Evergreen’s work—our insistence on science, our advocacy for Indigenous stewardship, and our refusal to treat forestry as ideology—is rooted in the understanding that forests live within systems of law, economics, power, and culture, and that responsibility must match impact.
Our guiding question — “What do you want from your forest?” — began with my dad.
He believed that you can only get what you want from a forest if you are willing to work within the principles that sustain it: ecological health, economic viability, and social responsibility.
For him, stewardship was a discipline — a set of practiced commitments that make the outcomes you desire possible.
It was also a contract: if you want something from your forest, you owe it what it needs to stay alive.
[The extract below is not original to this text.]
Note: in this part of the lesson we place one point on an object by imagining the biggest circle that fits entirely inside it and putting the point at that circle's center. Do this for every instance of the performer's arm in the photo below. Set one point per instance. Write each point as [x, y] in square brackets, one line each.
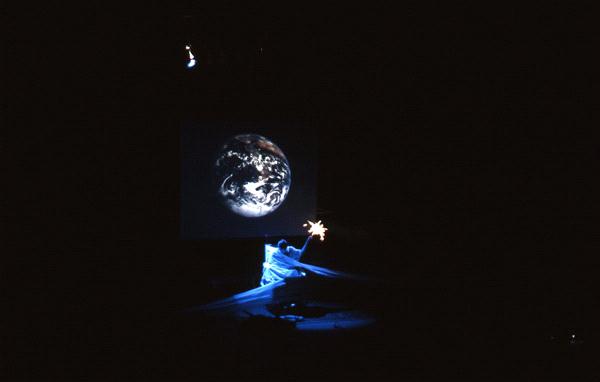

In federal hearing documentation, WRI is identified as the appraiser/analyst whose report was part of settlement documentation for Nelson Act timber losses. The record describes years of historical reconstruction work and references “over 300 boxes of research” supporting market-based appraisal methods. GovInfo+1
Related committee testimony also describes Wesley’s role as providing consulting, analysis, and expert witness support tied to historic mismanagement and damages, including fair market value work and band-by-band loss differences. Natural Resources Committee
A Senate-posted testimony document likewise references the Tribe commissioning Wesley Rickard, Inc. and includes the band damage percentages used in the narrative of distribution debates. Indian Affairs Committee
Shee Atiká’s published corporate history describes hiring Wesley as an independent timber appraiser and contrasts the “Rickard appraisal” figure (noted as $176.7 million) with an IRS-commissioned appraisal (noted as $67 million). Sheeatika
Stewardship is more than a sentiment. Stewardship also has a spreadsheet-and-statute side, because real forests live inside real governance systems.
Academic work on Indigenous influence in forestry cites WRI-authored management review reports for the Menominee Tribal Forest (1986). UW Courses “Indigenous influence on forest management on the Menominee Indian Reservation” (Trosper 2007)
Indigenous stewardship can be measured without being diminished—made legible to outsiders while still rooted in relationship and responsibility.
A BYU / Harold B. Lee Library finding aid includes a collection structure that references “Wesley Rickard – Reports and Materials” and contains tribal headings/strings such as Crow, Yakama, Yankton, and Goshute references. Harold B. Lee Library
Separate institutional records at the University of Washington include an entry for a “Wesley Rickard Report (Jan. 1972)” in College of Forest Resources records. Archives West
These records reflect the same approach Evergreen brings to stewardship, land use, and conservation: rigorous analysis, clear valuation of consequences, and accountability when forests and rights are mishandled. That is not abstract. It is the foundation of forest-to-community health.
Many people think of legacy and inheritance as wealth, property, or reputation. My father believed that you pass on is not what you possess, but the responsibility you are willing to carry. We inherit the forest and the work that keeps it alive and vibrant.
His career reflected that ethic. He didn’t see forests as resources to be optimized for just the present, but as systems with histories, obligations, and consequences. His work made damage visible, quantified loss, and insisted that those who benefited from the forest were accountable for what they did to it. Evidence wasn’t just data; it was a means of making responsibility real.
Evergreen’s work has always embraced this philosophy. We treat science as a tool for responsible relationships, not as a neutral exercise or ideological weapon.
Our commitment is simple and demanding: if you want something from your forest, you owe the land what it needs to remain healthy, productive, and resilient.
We do not inherit this work for ourselves; we inherit it so there is something for next generations to inherit.